Gilles A., Lisein J., Cansell J., Latte N., Piedallu C., Claessens H. [2024 ] Spatial and remote sensing monitoring shows the end of the bark beetle outbreak on Belgian and north‑eastern France Norway spruce (Picea abies) stands, Environ Monit Assess 196:226.
Abstract : 
In 2022, Europe emerged from eight of the hottest years on record, leading to significant spruce mortality across Europe. The particularly dry weather conditions of 2018 triggered an outbreak of bark beetles (Ips typographus), causing the loss of thousands of hectares of Norway spruce stands, including in Wallonia and North-eastern France. A methodology for detecting the health status of spruce was developed based on a dense time series of satellite imagery (Sentinel-2). The time series of satellite images allowed the modelling of the spectral response of healthy spruce forests over the seasons: a decrease in photosynthetic activity of the forest canopy causes deviations from this normal seasonal vegetation index trajectory. These anomalies are caused by a bark beetle attack and are detected automatically.
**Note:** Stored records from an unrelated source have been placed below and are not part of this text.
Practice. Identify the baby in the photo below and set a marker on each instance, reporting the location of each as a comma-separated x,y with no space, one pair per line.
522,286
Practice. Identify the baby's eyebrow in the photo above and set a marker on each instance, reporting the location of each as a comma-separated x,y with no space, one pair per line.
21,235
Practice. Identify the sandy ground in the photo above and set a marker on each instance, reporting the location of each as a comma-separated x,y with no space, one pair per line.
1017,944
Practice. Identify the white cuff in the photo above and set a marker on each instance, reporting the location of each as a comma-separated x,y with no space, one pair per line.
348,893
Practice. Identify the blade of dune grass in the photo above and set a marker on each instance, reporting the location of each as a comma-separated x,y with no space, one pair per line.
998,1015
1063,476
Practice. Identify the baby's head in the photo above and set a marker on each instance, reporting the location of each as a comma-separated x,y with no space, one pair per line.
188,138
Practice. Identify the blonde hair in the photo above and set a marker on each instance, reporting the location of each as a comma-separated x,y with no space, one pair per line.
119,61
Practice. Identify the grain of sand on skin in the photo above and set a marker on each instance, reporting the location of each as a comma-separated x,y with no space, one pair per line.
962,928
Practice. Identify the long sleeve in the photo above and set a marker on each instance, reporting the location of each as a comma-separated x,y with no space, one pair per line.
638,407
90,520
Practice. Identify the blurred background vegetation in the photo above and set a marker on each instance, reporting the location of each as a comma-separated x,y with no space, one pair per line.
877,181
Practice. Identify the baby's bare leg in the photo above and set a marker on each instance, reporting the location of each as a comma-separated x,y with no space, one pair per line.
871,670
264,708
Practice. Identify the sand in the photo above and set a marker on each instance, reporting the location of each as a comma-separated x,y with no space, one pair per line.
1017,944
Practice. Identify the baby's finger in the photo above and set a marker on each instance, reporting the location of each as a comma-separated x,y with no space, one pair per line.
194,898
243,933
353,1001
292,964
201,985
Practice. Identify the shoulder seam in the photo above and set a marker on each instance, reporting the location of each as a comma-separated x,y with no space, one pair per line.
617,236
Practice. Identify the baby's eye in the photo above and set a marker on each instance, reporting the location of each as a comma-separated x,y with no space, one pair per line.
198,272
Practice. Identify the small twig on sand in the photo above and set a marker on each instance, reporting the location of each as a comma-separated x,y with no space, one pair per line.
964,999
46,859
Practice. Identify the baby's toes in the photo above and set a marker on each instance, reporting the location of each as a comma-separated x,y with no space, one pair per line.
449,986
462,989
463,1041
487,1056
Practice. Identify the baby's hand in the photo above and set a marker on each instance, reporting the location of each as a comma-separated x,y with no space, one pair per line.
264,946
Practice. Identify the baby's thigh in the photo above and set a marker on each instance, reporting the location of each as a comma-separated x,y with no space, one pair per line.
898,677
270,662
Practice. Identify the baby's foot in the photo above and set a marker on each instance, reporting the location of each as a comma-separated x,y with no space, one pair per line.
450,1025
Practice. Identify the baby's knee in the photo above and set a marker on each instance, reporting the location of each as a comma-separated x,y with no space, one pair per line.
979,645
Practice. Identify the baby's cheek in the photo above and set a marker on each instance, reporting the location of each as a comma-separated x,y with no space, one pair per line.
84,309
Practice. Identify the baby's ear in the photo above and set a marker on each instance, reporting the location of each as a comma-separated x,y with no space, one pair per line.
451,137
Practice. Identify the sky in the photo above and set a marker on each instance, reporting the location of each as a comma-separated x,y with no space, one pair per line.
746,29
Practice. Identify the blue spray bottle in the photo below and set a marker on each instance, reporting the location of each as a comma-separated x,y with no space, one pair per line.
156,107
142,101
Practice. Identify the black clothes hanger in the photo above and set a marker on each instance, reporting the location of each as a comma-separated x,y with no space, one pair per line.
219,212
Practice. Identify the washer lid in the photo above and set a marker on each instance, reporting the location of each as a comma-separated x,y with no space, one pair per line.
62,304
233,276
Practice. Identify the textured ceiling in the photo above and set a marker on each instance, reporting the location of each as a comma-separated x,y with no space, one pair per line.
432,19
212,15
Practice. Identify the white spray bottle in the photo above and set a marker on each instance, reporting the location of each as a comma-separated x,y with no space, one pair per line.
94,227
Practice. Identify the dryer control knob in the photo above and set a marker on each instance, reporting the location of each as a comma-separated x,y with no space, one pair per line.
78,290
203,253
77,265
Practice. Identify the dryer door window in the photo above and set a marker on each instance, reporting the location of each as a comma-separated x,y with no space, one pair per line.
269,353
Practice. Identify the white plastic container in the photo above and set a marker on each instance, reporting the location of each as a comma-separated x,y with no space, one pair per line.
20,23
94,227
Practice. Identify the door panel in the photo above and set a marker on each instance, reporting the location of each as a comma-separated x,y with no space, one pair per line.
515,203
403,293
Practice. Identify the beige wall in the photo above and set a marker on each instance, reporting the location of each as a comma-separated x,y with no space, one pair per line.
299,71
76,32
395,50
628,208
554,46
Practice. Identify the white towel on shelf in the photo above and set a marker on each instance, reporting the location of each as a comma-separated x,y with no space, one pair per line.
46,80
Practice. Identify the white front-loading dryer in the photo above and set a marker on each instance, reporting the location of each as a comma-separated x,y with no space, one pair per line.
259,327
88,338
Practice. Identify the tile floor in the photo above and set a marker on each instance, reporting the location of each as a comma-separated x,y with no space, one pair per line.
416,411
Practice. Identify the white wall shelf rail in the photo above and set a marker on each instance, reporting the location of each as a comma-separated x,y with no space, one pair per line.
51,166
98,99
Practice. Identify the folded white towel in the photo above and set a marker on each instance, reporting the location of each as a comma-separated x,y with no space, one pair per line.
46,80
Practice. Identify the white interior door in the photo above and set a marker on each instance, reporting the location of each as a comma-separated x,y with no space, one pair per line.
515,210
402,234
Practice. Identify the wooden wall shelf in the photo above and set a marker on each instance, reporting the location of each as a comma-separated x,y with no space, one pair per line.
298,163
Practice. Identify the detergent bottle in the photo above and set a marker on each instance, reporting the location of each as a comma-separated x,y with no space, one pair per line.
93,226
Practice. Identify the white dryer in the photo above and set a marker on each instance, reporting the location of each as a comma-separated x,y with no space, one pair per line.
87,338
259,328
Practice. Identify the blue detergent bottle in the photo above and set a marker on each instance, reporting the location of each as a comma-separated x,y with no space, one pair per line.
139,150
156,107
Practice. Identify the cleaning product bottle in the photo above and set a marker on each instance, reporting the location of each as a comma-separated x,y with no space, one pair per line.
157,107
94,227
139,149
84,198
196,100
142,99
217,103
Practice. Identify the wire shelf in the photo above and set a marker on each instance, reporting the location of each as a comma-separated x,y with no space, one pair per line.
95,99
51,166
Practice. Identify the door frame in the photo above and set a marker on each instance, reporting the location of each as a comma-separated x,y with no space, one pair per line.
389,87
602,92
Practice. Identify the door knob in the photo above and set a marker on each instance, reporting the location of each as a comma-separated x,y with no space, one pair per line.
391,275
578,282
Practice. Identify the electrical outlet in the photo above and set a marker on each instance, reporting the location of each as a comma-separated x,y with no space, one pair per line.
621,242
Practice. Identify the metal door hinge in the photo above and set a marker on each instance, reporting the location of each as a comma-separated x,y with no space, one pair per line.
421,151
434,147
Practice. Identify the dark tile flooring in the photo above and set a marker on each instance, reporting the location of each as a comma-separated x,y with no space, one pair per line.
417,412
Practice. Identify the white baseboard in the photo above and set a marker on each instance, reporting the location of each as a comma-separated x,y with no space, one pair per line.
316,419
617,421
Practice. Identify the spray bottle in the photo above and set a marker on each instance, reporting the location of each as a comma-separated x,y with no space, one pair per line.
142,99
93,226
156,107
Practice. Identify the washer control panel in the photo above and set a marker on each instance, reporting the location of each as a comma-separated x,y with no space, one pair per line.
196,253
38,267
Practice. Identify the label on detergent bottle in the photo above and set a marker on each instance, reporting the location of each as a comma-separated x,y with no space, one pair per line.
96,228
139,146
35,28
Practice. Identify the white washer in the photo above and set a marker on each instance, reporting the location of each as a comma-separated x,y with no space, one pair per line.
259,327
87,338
The method leads in the production of an annual spruce health map of Wallonia and Grand-Est. The goal of this paper is to assess the damage caused by bark beetle using the resulting spruce health maps. A second objective was to compare the influence of basic variables on the mortality of spruce trees in these two regions. Lasted 6 years (2017–2022), bark beetle has destroyed 12.2% (23,674 ha) of the spruce area in Wallonia and Grand-Est of France. This study area is composed of three bioclimatic areas: Plains, Ardennes and Vosges, which have not been equally affected by bark beetle attacks. The plains were the most affected, with 50% of spruce forests destroyed, followed by the Ardennes, which lost 11.3% of its spruce stands. The Vosges was the least affected bioclimatic area, with 5.6% of spruce stands lost. For the most problematic sites, Norway spruce forestry should no longer be considered.